- Directed by: Edward Hall
- Screenplay by: Ronan Blaney
- Starring: Timothy Spall; James Nesbitt;
- Production companies: SHUK (Studio Hamburg UK), Calico Pictures;
- Distributed by: Sky Max
- Release date: 24 December 2023;
- Country: United Kingdom
- Language: English

= The Heist Before Christmas =

British Christmas film

The Heist Before Christmas is a 2023 British Christmas film starring Timothy Spall and James Nesbitt. It is written by Ronan Blaney, directed by Edward Hall, and produced by Calico Pictures and SHUK (Studio Hamburg UK).

==Synopsis==

A twelve year-old witnesses a bank robbery committed by a man dressed as Santa Claus during a 'Santa Dash' and follows the robber only to also meet a man claiming to be the real Father Christmas.

==Cast==
- Timothy Spall as Father Christmas
- James Nesbitt as Robber
- Bamber Todd as Mikey
- Joshua McLees as Sean
- Bronagh Waugh as Georgina

==Production==
Written by Ronan Blaney, the film, then entitled Joy to the World, was announced by the Sky Group in February 2023, with filming scheduled to take place in and around Belfast. Production comes from SHUK and Calico Pictures.
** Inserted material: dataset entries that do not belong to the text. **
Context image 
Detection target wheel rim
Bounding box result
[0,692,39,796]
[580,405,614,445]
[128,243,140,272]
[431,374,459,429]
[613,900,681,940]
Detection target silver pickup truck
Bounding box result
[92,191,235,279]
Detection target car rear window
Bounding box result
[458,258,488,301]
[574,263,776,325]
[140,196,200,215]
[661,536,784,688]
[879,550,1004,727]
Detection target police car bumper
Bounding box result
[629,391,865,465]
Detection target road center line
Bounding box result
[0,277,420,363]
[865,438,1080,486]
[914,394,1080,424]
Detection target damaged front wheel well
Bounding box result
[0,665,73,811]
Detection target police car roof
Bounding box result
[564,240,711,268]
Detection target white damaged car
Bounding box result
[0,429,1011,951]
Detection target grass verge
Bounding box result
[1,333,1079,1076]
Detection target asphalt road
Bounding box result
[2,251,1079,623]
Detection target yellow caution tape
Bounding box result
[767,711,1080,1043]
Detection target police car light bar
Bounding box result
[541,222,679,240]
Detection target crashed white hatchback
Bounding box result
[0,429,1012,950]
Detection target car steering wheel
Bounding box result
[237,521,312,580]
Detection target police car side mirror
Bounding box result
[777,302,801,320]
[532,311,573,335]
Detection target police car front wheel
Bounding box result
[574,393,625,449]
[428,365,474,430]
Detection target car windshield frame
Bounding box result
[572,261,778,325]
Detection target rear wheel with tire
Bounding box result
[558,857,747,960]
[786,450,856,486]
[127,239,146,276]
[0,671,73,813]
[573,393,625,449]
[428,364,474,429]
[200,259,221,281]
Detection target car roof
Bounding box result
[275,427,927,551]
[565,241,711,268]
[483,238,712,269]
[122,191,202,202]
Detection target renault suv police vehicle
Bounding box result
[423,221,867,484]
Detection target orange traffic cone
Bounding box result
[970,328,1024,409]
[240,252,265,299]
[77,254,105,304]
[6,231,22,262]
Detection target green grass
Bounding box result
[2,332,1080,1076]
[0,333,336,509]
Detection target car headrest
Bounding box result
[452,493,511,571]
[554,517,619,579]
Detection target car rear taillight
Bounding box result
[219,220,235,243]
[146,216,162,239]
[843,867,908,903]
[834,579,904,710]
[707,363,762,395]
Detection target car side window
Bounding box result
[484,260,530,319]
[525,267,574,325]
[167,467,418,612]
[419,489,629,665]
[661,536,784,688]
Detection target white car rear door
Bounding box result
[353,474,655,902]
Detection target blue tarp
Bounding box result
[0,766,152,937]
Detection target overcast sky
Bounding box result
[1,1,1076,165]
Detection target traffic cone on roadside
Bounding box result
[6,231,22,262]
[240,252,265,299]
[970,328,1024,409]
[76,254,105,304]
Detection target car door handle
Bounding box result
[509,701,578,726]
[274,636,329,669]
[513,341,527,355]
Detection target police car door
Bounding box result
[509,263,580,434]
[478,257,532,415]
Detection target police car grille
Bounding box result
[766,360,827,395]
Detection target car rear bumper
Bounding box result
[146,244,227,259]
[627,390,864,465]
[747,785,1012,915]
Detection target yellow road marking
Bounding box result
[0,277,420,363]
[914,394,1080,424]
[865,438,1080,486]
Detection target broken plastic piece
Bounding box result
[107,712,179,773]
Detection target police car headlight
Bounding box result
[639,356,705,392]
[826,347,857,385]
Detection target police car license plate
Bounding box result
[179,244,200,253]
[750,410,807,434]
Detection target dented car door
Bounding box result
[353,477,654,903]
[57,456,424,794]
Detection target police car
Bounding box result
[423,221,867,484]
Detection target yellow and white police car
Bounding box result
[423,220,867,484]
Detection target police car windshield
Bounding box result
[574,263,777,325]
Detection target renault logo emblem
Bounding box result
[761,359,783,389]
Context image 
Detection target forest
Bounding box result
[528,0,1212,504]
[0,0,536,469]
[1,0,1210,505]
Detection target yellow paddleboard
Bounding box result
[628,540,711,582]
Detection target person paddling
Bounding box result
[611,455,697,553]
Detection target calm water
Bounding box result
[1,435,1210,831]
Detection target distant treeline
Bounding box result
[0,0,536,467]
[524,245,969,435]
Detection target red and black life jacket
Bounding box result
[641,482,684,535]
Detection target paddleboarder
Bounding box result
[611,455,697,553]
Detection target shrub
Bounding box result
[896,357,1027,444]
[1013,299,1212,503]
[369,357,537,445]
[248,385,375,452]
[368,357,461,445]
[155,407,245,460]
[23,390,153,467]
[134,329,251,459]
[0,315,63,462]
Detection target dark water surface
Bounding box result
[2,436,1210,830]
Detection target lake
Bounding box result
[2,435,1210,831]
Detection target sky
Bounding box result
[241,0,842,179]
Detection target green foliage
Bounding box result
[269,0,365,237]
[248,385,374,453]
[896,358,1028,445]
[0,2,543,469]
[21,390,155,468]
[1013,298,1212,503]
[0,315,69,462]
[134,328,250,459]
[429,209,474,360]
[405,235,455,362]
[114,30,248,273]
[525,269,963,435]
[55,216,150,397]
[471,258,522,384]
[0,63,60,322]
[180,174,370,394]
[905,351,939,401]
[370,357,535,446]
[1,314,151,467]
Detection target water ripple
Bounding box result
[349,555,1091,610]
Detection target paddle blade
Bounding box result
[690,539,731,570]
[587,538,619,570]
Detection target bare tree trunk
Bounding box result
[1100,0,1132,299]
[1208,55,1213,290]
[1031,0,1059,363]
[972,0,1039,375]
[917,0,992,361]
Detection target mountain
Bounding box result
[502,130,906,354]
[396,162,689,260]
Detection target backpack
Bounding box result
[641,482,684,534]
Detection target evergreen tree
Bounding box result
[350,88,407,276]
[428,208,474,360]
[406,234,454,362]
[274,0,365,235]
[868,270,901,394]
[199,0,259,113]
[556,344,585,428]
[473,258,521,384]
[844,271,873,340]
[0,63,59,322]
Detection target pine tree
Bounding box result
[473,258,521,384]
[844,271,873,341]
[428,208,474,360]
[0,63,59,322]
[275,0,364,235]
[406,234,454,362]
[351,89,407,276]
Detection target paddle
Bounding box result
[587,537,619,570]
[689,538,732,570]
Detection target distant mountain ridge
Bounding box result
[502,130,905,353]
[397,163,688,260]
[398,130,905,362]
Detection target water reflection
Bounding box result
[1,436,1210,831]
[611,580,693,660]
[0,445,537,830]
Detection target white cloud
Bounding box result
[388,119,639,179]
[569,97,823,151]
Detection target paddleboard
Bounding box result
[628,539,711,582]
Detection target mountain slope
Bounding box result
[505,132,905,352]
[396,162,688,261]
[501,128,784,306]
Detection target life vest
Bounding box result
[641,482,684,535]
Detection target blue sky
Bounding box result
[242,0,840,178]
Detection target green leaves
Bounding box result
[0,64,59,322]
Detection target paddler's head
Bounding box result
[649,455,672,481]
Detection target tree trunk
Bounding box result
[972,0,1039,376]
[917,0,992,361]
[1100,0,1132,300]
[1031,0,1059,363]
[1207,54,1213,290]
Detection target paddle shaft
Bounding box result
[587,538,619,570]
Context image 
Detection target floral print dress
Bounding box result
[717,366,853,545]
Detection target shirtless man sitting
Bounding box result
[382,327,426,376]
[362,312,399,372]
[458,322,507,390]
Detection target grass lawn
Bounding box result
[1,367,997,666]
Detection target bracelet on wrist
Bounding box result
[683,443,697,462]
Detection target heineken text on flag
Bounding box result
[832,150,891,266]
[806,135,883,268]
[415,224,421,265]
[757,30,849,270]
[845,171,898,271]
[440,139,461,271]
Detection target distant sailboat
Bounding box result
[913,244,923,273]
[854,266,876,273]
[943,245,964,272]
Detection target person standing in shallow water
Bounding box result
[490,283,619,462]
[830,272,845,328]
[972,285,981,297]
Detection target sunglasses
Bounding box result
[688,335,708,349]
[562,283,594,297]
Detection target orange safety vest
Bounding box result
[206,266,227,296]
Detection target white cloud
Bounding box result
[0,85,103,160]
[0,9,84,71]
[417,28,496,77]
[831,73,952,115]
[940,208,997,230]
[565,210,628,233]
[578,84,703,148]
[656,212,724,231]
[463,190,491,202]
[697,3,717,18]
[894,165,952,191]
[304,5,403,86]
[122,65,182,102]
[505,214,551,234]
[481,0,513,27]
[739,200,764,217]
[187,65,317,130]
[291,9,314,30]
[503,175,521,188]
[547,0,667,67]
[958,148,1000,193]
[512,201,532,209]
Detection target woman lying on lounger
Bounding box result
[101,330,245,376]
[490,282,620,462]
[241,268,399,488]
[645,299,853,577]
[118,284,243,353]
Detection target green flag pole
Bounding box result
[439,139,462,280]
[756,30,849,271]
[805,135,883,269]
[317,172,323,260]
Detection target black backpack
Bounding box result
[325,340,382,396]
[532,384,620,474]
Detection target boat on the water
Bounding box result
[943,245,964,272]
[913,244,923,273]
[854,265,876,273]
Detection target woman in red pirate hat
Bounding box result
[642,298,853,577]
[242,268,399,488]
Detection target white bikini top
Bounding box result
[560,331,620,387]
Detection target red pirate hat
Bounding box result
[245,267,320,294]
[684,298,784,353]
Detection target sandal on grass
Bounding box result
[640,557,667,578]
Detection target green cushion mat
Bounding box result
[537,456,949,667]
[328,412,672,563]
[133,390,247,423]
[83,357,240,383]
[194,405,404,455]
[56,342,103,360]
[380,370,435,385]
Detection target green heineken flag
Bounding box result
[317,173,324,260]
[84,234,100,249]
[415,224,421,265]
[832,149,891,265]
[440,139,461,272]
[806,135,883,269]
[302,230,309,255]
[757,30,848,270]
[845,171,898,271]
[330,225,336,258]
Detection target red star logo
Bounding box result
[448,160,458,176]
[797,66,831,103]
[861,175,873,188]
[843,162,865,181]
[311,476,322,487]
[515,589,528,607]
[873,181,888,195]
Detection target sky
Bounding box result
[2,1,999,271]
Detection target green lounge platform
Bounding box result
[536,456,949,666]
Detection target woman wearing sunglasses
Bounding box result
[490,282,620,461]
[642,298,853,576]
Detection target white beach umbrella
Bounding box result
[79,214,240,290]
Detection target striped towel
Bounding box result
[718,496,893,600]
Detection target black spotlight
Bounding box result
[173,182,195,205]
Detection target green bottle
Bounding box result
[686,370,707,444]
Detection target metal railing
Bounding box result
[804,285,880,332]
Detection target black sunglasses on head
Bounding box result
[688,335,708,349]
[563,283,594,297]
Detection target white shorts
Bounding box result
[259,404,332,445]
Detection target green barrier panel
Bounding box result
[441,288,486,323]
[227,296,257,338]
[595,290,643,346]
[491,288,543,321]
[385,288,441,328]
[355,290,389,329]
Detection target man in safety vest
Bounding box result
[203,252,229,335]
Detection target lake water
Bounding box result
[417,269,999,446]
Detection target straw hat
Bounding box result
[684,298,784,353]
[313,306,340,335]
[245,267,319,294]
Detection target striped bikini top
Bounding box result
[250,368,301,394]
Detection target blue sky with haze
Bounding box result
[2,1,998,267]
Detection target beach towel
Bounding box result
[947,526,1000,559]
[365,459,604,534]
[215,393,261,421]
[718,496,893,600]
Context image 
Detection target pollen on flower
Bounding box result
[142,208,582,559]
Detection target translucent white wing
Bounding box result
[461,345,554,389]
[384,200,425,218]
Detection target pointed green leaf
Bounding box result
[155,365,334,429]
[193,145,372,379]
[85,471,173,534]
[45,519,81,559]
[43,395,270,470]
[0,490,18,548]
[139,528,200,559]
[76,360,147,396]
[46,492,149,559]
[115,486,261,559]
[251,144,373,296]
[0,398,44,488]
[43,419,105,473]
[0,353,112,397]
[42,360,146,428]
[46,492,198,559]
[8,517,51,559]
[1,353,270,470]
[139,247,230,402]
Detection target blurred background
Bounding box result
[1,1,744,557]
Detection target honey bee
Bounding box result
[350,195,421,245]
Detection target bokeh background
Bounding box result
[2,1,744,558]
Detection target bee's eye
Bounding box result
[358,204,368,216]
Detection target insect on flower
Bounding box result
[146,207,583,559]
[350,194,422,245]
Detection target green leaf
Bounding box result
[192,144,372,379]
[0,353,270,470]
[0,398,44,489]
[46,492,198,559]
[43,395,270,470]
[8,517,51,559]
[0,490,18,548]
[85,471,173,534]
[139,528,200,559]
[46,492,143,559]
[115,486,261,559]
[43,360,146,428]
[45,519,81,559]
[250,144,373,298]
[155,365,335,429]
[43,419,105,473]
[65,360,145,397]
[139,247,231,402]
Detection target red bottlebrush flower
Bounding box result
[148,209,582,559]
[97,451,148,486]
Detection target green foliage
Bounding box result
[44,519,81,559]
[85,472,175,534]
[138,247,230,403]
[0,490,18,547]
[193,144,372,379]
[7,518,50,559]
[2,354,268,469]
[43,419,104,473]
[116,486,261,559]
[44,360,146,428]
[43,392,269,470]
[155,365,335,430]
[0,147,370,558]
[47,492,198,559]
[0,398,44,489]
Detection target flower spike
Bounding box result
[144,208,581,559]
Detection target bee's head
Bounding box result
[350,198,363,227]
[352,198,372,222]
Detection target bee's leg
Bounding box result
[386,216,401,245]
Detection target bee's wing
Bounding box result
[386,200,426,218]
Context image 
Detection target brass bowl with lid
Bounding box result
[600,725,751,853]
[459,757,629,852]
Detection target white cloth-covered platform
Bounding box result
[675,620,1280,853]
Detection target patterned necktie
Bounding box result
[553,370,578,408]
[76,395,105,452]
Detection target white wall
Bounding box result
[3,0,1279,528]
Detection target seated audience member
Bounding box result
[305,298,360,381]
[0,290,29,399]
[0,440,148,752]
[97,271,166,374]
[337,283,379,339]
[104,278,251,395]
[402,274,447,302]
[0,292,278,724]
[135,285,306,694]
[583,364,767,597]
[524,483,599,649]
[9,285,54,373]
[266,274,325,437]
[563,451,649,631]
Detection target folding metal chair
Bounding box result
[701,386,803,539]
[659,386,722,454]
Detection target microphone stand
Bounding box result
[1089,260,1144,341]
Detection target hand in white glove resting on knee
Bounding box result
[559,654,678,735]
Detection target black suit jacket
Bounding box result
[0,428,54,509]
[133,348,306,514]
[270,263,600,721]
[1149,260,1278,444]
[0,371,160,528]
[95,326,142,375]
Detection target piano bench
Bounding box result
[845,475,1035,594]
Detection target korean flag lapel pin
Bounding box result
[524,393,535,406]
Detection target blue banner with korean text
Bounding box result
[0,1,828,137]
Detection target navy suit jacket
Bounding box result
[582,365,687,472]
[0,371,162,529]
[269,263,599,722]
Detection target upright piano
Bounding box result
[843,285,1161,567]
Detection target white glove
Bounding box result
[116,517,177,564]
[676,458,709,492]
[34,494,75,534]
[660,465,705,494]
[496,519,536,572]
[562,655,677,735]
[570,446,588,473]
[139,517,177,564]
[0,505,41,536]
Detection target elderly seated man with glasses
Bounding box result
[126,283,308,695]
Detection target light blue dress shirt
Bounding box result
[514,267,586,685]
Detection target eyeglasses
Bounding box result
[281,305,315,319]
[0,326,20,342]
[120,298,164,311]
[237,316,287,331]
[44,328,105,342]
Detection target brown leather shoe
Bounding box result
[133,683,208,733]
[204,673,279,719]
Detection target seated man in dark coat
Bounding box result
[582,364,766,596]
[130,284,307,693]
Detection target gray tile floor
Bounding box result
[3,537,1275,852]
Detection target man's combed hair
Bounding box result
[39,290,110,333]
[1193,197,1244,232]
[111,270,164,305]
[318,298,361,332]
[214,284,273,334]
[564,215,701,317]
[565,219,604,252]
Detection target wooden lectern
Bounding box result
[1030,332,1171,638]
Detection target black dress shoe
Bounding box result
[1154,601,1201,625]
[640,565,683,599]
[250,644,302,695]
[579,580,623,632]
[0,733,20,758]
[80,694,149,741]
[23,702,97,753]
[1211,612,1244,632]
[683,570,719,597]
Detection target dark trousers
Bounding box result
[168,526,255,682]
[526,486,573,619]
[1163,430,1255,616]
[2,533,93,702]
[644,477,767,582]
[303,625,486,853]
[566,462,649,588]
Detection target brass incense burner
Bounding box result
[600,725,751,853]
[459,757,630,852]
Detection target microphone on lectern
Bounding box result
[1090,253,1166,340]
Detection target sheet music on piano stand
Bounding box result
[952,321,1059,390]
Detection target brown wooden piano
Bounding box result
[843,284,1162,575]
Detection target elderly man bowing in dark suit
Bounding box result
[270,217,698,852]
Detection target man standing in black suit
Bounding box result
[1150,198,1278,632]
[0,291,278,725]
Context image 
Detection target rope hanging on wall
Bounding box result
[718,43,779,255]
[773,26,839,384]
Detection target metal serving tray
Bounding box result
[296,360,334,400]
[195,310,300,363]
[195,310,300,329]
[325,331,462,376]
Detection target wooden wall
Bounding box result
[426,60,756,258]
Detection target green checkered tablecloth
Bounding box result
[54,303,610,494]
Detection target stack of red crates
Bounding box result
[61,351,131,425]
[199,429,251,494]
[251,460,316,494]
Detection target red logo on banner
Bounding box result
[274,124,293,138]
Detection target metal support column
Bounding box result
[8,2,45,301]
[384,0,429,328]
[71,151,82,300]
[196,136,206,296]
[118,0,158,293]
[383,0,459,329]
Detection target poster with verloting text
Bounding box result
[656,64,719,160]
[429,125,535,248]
The title was changed to The Heist Before Christmas prior to broadcast.

===Filming===
Principal photography took place in Newtownabbey and Monkstown, County Antrim and Rathfriland, County Down in March 2023. That month, filming also took place in the Turf Lodge housing estate, Belfast.

===Casting===
Lead actors James Nesbitt and Timothy Spall were joined in the cast by young actors Bamber Todd and Joshua McLees, both from Northern Ireland and 13 and 11 years old, respectively.

==Broadcast==
It was broadcast in the UK on Sky Max on 24 December 2023.

== Reception ==
The Guardian's Lucy Mangan rated it four stars, calling it a "magnificent drama" but bemoaning the ending as "a bit of a mess". The Independent's Nick Hilton was less positive, rating it two stars, praising its "ambitious, anti-capitalist" outlook, but criticising its execution as "cheap" and "hammy".